A barrister entertaining a theatre audience? Well, the introductory piece (see some extracts below) certainly makes it sound like a very interesting event and I would not mind attending if Australia were just a bit closer! Also the proceeds go to two human rights NGOs including the International Service for Human Rights.
About his own performance: “Dr Johnson’s comment after watching a performing dog walking on its hind legs: it’s not that it’s done well, it’s the fact that it’s done at all“.
It will be an opportunity to explain the importance of human rights and how Australia might better contribute to them. I can reminisce about my own visits to death row and my times with torturers, and bring the latest news from the Ecuadorian Embassy.[Robertson was Assange’s lawyer] But I can also tell tales of Linda Lovelace and Mike Tyson and the Sex Pistols, and others I have defended. It will not be a night of doom and gloom, so long as I can suppress my tendency to talk about the Australian Constitution.
……
I have played roles in front of large audiences. During the run of Hypotheticals on the ABC, I was a man of many parts – General Bulldoza, Sergeant Doberman, Senator Gladhand, Amanda Autocue, Lester Gallop, Judge Knott, Kerry Murfax.
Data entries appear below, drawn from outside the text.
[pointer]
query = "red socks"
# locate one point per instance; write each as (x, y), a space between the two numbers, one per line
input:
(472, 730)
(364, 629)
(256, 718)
Those names worked to avoid libel writs from the identities on whom they were based. For younger readers, incidentally, Hypotheticals were unrehearsed Socratic dialogues in which sixteen or so luminaries would sit around a horseshoe table and play themselves in imaginary scenarios of my devising. I had John Howard sit on the toilet, wondering whether to rub out the racist graffiti on the cubicle door or complain to the attendant, who was Charlie Perkins. I had George Pell give the kiss of life to a gay man, and Gareth Evans invaded Tasmania. ..
Hypotheticals was meant to challenge the 60 Minutes adage that “if it’s not visual, it’s not a story”. The important decisions in the real world are seldom set against glorious sunsets. They are made by people (usually men) in suits, with notebooks, sitting around a table in a nondescript room, with a few potted plants and a picture of the incumbent President – the momentousness of the decision is generally in an inverse relationship to the splendour of the surroundings in which it is made. Hence the Hypotheticals stage, with its table and notepads, must approximate to the workaday world, where an editor or take-over merchant or torturer selects the next victim. The object of the programme was to show how important decisions are made, in a way never revealed in studio interviews or press conferences.
Dreaming Too Loud will have neither props nor glorious sunsets. My thespian debut will be sandwiched between work assignments – an effort to reclaim the Elgin Marbles, lectures on the Armenian genocide and the defence of the former Prime Minister of Mauritius.
Geoffrey Robertson’s Dreaming Too Loud: a barrister takes the stage.